L’obbligo di contribuire alle opere eseguite da un consorzio di bonifica e, quindi, l’assoggettamento al potere impositivo di quest’ultimo, postula, ai sensi dell’art. 10 del r.d. 13 febbraio 1933, n. 215, la proprietà di un immobile che sia incluso nel perimetro consortile e che tragga vantaggio, cioè un incremento di valore, da quelle opere.
Detto vantaggio, peraltro, deve essere diretto e specifico, conseguito o conseguibile dal singolo fondo a causa della bonifica, cioè idoneo a tradursi in una qualità del fondo, non essendo sufficiente un beneficio relativo al complessivo territorio e meramente derivante solo per riflesso dall’inclusione in esso del bene.

Non è quindi sufficiente qualsiasi tipo di vantaggio, ma è necessario che si tratti di un vantaggio di tipo fondiario, cioè strettamente incidente sull’immobile soggetto a contribuzione, e derivante dalla bonifica e non dalla pura e semplice inclusione del bene nel relativo comprensorio, pur potendo essere potenziale o futuro.
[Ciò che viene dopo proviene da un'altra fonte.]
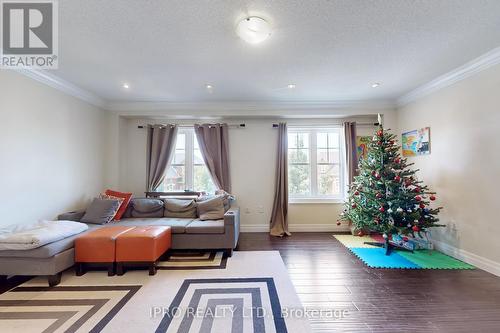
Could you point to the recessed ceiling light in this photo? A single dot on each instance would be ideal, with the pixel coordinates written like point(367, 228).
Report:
point(253, 29)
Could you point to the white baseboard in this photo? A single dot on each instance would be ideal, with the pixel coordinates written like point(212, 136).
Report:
point(488, 265)
point(296, 228)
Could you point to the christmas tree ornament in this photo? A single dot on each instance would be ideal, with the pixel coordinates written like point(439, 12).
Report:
point(389, 186)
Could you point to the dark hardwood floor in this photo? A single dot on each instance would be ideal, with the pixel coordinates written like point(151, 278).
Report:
point(327, 276)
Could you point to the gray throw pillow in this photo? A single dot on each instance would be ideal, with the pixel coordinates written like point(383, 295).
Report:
point(211, 209)
point(145, 207)
point(180, 208)
point(101, 211)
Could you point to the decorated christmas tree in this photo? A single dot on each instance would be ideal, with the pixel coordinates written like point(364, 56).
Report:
point(386, 197)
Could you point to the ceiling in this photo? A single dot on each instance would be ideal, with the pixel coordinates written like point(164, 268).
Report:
point(168, 50)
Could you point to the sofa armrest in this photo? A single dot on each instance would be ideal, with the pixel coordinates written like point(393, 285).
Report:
point(232, 216)
point(72, 216)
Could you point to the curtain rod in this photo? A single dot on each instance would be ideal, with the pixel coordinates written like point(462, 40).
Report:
point(184, 126)
point(323, 125)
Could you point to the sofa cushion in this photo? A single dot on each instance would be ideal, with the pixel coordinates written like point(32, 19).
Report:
point(126, 200)
point(205, 227)
point(101, 211)
point(178, 225)
point(180, 208)
point(145, 207)
point(211, 209)
point(48, 250)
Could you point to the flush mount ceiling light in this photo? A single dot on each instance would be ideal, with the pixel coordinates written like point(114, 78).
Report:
point(253, 29)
Il beneficio non può essere generico, perché non attiene al territorio nel suo complesso, ma al bene specifico di cui si tratta: sarebbe altrimenti perduta l’inerenza al fondo beneficiato, la quale è invece assicurata dal carattere particolare (anche se ripetuto per una pluralità di fondi) del vantaggio stesso.
Non rileva quindi il beneficio complessivo che deriva dall’esecuzione di tutte le opere di bonifica, destinate a fini di interesse generale; non rileva il miglioramento complessivo dell’igiene e della salubrità dell’aria; occorre un incremento di valore dell’immobile soggetto a contributo, in rapporto causale con le opere di bonifica (e con la loro manutenzione).
Lo ha detto la Cassazione-sezione tributaria nella sentenza 21.1.2011 n. 1386 (Pres. Adamo, rel. Persico).